College is more than studyingA question came to me one day. How do Koreans understand the meaning of going to university? I understand it as a step for higher education and a time to prepare for the real world. Of course, not everyone thinks so. When I was in high school, I expected that university life would be like the journey taken by Santiago, the shepherd boy from the book “The Alchemist” by Paulo Coelho, who goes off to travel the world and finds his dreams. I thought I would be able to follow my dreams when I went to college, just as the story tells us.
The book leads us to ask ourselves how many people in the world actually know what they really want. And even if they do know, how many people have the will and endurance to push toward that dream? Then the author makes us believe that if you really want something to happen, the dream will come true.
Like many other ordinary students here, my dream in high school was to enter a top college. As high school students, we desperately concentrated on passing the college entrance examination. For this examination, we stopped thinking about anything else in our lives. Entering college was our only goal.
Upon entering university life, however, students realize that their next dream is already laid out for them ― to look for a job. Our elders tell us that our college years are the only time when we can think about the meaning of life and find out our talent that we should pursue. Our college days are an important period, a passage between youth and adulthood. Only by going through this time thoughtfully can we expect to have rewarding adult lives.
These days, however, most university students can’t seem to manage going through this process. It seems both academia and society are trying to straightjacket us by pressing on us their dreams instead of allowing us to have our own.
It has not been long since Korean colleges introduced a faculty system, where all freshmen study liberal arts before being divided into specific majors. But the majors are allocated by grade point average, so the competition begins once a student enters college. Sometimes those who get good grades end up with a major that’s popular and competitive though it may not be what they want to study. Students who do not get good grades are likewise shunted into other majors.

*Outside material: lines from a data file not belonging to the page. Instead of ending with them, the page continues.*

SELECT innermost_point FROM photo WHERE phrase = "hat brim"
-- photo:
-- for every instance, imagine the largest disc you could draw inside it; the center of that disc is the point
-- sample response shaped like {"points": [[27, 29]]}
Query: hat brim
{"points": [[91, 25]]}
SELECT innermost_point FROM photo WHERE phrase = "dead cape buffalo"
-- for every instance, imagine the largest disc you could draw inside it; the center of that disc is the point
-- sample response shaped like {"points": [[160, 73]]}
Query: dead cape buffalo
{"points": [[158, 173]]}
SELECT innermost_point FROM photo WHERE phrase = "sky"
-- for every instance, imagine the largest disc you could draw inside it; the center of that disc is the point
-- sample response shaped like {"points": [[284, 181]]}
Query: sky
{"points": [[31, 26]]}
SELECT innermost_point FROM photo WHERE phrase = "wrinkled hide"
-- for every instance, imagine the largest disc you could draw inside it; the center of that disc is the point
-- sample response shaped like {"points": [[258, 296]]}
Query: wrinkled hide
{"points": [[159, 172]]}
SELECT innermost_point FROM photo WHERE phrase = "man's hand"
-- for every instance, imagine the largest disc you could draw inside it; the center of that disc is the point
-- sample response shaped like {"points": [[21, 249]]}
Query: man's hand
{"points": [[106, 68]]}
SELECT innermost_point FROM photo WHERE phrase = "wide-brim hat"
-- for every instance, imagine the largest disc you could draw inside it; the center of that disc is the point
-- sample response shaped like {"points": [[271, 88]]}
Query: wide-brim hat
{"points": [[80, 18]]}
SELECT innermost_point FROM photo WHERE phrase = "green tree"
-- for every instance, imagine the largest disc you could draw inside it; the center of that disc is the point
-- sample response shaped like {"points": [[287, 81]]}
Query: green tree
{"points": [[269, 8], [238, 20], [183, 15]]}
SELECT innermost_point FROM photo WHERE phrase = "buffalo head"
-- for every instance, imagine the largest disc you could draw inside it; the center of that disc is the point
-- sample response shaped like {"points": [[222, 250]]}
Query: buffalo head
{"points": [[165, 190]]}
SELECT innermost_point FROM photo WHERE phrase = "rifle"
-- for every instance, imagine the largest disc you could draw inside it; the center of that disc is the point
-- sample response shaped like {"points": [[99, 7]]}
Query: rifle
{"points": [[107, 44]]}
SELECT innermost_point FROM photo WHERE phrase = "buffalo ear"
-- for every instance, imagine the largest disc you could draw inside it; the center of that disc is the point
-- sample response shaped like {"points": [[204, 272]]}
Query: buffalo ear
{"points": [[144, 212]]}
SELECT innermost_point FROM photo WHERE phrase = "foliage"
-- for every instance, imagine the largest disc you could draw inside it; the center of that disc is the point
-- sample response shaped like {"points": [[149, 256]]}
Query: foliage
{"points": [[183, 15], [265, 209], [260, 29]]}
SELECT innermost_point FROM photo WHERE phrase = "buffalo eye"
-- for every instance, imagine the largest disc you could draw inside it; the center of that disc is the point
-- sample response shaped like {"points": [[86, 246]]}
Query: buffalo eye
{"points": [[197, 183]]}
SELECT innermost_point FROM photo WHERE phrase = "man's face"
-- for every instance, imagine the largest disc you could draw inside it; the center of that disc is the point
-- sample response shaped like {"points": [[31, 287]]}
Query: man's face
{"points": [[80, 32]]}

To survive the grade competition, students compete to sign up for courses known to be relatively easy and take them in spite of their interests or aptitude.
If some are lucky and get the major they want, the competition is not over. They must study incessantly for yet more tests ― to get a job. We can’t expect these crammers, who cannot think about their own lives because they spend most of their time in the library, to know what they want to do in the future. Much less will they be able to develop good relationships with others.
Acquiring knowledge and skills is important, but that’s not the only purpose of higher education.
A well-rounded university education should foster the life skills required to become real adults who are responsible and self-confident leadership with the capacity for prudence.
*The writer is a reporter for The Argus, a newspaper at Hankuk University of Foreign Studies.